Réjouissez-vous parce que la formation Canailles a annoncé la date de sortie de son nouvel album! C’est le 28 avril qu’on pourra se mettre Backflips dans les oreilles. En attendant, vous pouvez taper du pied sur la mélodieuse chanson-titre. On y entend les voix d’Annie Carpentier et Daphnée Brissette qui semble sortir tout droit d’un rêve enfumé pendant que le piano se fait aller et que le banjo swing. Est-ce qu’on a hâte au reste? Oui.


 

Fleet Foxes – Third of May / Ōdaigahara

Cette semaine, Fleet Foxes a annoncé son retour. Un retour que bien des mélomanes n’attendaient plus. Après tout, Helplessness Blues est paru en 2011. Voilà que Robin Pecknold annonce l’arrivée de Crack-Up le 16 juin prochain. Et pour donner un avant-goût, et prouvé qu’il n’a pas perdu la touche, il partage le premier simple intitulé Third of May / Ōdaigahara. Cette pièce est convaincante avec son texte imagé, ses détours musicaux surprenants et sa composition de haut niveau.


 

CRi – Keep It Real (ft. Jesse Mac Cormack)
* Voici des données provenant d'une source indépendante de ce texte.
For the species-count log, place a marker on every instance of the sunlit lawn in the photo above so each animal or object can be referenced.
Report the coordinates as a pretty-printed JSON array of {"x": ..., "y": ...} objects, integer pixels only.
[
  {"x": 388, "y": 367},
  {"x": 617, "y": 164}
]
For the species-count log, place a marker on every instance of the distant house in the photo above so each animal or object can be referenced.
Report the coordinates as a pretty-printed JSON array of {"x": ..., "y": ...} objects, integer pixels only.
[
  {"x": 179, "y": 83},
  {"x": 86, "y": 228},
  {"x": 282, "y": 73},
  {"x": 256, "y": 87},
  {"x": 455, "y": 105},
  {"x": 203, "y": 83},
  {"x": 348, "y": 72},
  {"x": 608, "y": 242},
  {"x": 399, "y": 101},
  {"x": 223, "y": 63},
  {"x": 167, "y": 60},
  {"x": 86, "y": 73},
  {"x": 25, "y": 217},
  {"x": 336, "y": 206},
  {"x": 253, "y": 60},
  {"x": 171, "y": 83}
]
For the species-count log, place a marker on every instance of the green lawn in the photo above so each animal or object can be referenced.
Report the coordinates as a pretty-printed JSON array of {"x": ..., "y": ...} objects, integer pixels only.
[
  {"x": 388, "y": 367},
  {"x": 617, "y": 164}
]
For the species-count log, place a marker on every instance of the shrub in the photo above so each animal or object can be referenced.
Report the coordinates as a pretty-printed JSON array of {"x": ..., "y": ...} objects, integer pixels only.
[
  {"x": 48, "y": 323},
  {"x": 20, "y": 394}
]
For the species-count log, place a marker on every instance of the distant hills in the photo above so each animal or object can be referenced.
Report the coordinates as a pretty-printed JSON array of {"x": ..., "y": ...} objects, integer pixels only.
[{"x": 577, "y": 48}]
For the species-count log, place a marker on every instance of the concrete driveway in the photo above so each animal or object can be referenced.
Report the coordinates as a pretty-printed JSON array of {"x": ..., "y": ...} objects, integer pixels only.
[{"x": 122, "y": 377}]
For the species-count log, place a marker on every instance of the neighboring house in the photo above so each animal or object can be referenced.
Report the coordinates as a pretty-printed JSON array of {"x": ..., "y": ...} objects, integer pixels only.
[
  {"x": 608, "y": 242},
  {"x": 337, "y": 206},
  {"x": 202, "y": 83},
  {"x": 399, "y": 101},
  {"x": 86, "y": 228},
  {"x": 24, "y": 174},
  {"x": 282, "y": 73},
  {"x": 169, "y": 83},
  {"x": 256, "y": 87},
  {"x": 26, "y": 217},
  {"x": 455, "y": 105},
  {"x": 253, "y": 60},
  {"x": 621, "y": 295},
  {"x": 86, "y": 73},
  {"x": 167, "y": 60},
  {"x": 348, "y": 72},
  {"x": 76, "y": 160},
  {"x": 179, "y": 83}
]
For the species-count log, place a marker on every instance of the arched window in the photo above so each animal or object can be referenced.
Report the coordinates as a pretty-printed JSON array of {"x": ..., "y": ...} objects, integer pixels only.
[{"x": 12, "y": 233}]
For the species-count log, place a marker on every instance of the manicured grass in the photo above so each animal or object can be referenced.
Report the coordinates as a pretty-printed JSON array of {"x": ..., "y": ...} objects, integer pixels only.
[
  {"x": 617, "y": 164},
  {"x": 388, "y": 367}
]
Le producteur Christophe Dubé revenait dernièrement avec un nouveau simple en collaboration avec Jesse Mac Cormack et annonce du même coup un EP à paraître le 24 mars. Someone Else sera composé de cinq chansons parmi lesquelles on retrouve des collaborations avec Ouri et Odile Myrtil. De plus, CRi officiera la première partie de Moderat le 18 avril lors de leur passage au Metropolis.